After breakfast, we went to Trinity College, where we saw the Book of Kells, which was pretty amazing and a tough act to follow. But I could have sworn I heard a choir of angels singing as I entered the Long Room and beheld more old books than I could likely read in a lifetime…although I do enjoy a challenge.
Our self-guided walking tour of Dublin continued with stops at Christchurch Cathedral and Dublin Castle. We intended to visit the Jameson distillery, but it turned out to be closed for re-development.
We had also planned to tour the Kilmainham Gaol, but we didn’t plan quite well enough–tickets for the day were sold out by the time we arrived. Since we were all ready there, we perused the museum there for a while, and that was quite interesting.
From there, we headed to the Guinness Storehouse, where we took a tour and had drinks in the Gravity Bar, which offers 360-degree views of Dublin. I’ve taken quite a few brewery tours in my day and the brewing of beer occurs regularly in my kitchen, so frankly, learning about the brewing process is not all that interesting or novel to me. That said, I really enjoyed the Guinness tour. The building itself and the exhibits are impressive, and the tour was structured so that, for the most part, you could go through at your own pace.

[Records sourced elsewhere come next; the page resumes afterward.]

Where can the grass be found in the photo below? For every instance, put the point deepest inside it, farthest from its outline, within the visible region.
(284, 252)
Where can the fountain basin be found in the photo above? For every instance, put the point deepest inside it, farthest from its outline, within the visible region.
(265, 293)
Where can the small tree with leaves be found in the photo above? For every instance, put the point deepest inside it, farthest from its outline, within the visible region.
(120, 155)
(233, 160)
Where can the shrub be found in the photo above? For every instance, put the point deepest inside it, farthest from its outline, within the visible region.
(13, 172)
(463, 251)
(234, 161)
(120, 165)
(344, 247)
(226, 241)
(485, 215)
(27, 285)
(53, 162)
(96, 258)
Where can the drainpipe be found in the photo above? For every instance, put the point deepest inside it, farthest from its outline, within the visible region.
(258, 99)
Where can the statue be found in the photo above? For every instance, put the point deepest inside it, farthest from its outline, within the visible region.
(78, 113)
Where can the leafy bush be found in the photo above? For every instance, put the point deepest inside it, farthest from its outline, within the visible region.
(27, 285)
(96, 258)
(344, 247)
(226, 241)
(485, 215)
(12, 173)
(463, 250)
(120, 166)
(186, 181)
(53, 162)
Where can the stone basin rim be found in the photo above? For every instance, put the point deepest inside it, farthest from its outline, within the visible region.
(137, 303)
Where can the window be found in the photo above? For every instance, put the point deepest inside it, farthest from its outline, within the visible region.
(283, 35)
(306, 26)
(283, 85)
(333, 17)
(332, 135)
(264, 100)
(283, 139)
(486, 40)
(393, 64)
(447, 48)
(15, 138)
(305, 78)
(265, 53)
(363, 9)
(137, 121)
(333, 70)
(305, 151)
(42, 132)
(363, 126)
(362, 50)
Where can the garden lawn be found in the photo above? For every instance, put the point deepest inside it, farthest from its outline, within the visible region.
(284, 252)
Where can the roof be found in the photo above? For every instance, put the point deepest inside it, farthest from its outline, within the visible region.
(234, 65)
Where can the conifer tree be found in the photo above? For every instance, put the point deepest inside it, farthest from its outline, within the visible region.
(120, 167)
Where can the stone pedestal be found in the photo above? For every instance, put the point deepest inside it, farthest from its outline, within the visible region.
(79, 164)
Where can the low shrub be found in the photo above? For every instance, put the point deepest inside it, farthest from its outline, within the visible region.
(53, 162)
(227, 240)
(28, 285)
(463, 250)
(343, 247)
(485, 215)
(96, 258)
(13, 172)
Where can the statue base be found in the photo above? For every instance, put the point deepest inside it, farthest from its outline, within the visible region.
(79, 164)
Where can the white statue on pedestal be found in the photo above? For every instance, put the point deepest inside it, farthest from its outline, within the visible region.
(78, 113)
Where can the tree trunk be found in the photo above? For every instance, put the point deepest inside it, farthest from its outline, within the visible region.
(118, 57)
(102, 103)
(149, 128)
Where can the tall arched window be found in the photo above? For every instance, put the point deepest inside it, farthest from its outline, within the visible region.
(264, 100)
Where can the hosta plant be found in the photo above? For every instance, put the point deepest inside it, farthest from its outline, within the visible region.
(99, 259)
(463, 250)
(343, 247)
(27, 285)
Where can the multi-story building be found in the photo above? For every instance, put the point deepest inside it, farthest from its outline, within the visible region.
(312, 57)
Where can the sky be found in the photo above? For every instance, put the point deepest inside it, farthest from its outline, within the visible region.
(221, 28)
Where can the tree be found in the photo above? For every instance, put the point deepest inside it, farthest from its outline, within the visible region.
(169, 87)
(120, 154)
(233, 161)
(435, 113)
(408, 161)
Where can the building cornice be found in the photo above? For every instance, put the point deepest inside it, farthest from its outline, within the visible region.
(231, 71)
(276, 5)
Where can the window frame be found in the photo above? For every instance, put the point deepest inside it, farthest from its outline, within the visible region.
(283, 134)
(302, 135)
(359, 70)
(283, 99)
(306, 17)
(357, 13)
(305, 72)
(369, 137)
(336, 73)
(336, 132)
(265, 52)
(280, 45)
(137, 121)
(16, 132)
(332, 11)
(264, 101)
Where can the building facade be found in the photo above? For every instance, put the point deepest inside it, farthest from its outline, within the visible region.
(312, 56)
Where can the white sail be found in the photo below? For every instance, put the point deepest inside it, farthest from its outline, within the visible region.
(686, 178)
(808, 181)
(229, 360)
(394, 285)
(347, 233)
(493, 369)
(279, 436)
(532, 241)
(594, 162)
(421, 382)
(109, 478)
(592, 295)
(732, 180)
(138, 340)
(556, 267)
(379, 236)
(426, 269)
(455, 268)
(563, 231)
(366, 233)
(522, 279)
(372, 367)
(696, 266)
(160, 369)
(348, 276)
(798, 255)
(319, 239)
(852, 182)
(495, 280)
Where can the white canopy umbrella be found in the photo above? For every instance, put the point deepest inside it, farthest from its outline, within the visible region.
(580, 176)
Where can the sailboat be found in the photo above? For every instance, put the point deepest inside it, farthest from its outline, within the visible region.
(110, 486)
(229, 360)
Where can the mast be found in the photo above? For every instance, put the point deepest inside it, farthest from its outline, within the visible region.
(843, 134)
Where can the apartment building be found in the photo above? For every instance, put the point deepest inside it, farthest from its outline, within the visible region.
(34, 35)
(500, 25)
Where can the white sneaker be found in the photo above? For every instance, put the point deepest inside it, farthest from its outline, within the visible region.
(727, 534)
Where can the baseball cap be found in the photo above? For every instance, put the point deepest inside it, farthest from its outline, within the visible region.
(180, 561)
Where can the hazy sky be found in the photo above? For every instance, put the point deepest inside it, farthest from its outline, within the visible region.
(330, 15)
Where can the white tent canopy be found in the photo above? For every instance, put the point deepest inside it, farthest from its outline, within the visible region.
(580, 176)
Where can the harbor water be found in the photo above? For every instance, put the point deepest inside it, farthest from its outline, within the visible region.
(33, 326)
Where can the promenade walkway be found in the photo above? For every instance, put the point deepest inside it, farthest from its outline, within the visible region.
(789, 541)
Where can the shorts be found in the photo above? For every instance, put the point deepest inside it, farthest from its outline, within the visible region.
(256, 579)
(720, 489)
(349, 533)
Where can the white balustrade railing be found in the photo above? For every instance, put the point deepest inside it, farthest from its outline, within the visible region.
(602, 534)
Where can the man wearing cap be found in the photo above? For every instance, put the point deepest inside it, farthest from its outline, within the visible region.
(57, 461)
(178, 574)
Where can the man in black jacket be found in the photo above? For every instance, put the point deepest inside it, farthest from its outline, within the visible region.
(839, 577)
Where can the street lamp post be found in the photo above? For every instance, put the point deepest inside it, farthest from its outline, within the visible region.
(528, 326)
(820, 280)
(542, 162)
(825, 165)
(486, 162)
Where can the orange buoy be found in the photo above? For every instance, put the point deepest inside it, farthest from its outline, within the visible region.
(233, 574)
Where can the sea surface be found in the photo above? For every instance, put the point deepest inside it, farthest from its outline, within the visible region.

At the conclusion of the tour, you have the option of (after brief instruction) being able to pull your own pint or to have one pulled for you in the Gravity Bar. We opted for the latter, mainly because I figured (incorrectly, as it turned out) that the bar might have options other than Guinness. Truth be told, I’m not a big fan of Guinness (*gasp*!). I don’t hate it–it’s just not my thing. I think it has something to do with the fact that when I look at it, I expect something chocolate–not something with hints or notes of chocolate but rather some serious, deep, dark chocolatey goodness–and am invariably disappointed. And frankly, the assumption that everyone who takes the tour and is not a child would want a Guinness seems a bit short-sighted, but oh well. I drank a little, and my companions finished my portion.
After loading up on Guinness-themed souvenirs, we sought out food at Against the Grain and then headed back to the apartment to pack up. Packing is never particularly fun, and according to my FitBit, we had racked up more than 30,000 stops that day, so a couple of beers seemed well deserved. As we drank and packed, we pondered exactly what had compelled us to buy quite so much beer. It had seemed like a good idea at the time, but there was no way we were going to finish it all. Ah well, hopefully the next occupants of the apartment enjoyed it.